We are truly the captains of the interdisciplinary team; and we have a right to minimize complications...that may ruffle certain feathers, so be it, ESPECIALLY if you have already been "reeducated" as Bortaz has pointed out....if anything, the RT that stated that "some nurses are tyrants" in this case is UNWILLING to take in new information for the sake of the patient; in my opinion, the RT is the "tyrant"....not Bortaz, or ANY nurse that advocates for the patient first...

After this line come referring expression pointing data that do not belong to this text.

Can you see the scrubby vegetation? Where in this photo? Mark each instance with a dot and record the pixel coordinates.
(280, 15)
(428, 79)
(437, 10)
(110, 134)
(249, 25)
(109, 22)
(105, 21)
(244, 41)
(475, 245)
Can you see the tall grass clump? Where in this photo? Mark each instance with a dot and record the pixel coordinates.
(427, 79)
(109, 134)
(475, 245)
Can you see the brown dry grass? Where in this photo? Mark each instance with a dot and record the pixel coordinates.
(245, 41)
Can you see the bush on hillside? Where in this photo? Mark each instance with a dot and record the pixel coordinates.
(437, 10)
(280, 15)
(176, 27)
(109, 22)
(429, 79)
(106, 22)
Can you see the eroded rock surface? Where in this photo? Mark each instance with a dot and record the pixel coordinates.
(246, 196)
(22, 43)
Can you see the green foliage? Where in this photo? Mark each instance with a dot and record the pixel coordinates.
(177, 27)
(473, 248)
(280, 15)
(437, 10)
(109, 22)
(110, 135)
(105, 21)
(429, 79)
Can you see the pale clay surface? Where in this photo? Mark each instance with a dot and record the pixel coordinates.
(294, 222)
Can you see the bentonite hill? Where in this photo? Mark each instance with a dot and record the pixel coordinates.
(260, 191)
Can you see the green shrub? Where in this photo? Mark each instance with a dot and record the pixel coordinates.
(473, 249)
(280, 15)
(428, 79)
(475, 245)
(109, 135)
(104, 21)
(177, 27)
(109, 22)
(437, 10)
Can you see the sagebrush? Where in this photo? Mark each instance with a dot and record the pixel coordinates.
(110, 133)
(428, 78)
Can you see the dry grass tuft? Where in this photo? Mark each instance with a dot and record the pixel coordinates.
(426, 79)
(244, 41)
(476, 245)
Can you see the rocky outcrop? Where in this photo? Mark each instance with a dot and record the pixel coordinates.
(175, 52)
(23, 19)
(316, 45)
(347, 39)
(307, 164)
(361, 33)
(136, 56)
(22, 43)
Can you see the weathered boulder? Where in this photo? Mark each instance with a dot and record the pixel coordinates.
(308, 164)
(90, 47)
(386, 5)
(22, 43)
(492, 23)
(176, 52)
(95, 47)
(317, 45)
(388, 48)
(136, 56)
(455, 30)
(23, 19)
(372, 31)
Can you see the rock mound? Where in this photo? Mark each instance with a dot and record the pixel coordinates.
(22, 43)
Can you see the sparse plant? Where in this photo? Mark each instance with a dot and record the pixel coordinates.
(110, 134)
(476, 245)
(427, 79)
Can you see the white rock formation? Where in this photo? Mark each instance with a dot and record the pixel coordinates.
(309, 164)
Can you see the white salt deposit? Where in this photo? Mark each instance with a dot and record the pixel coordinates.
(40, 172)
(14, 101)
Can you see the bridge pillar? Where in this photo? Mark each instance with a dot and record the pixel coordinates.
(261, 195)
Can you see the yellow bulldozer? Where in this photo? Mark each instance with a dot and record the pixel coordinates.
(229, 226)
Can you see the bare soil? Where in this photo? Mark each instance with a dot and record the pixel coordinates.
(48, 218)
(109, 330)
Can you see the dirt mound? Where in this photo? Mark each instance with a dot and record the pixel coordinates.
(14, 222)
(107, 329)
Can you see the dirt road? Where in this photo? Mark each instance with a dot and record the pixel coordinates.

I will say this again, TRUE advocacy is not sunshine and rainbows, and sappy dialog from your favorite golden era movie...

:yes:

I will say this again, TRUE advocacy is not sunshine and rainbows, and sappy dialog from your favorite golden era movie...

Hmmm. There must be a middle ground for advocacy between "sunshine & rainbows" and being a "tyrant". A true professional will find a way to do that.

Specializes in Pediatrics, Emergency, Trauma.

Hmmm. There must be a middle ground for advocacy between "sunshine & rainbows" and being a "tyrant". A true professional will find a way to do that.

And most of us do....but sometimes there is a perception, most times on the person who misses a teachable moment, like the RT in Bortaz's case.

Specializes in Hospice.

I just want to thank all the "tyrants" out there in nursing land for their dedication to the patients. It is ultimately the RNs responsibility for what happens to their patient. If more nurses were tyrants then maybe, just maybe, less patients would be harmed.

There is good evidence out there that lavage when suctioning does more harm than good. Check it out and pass it on to your unit head, clinical advisor.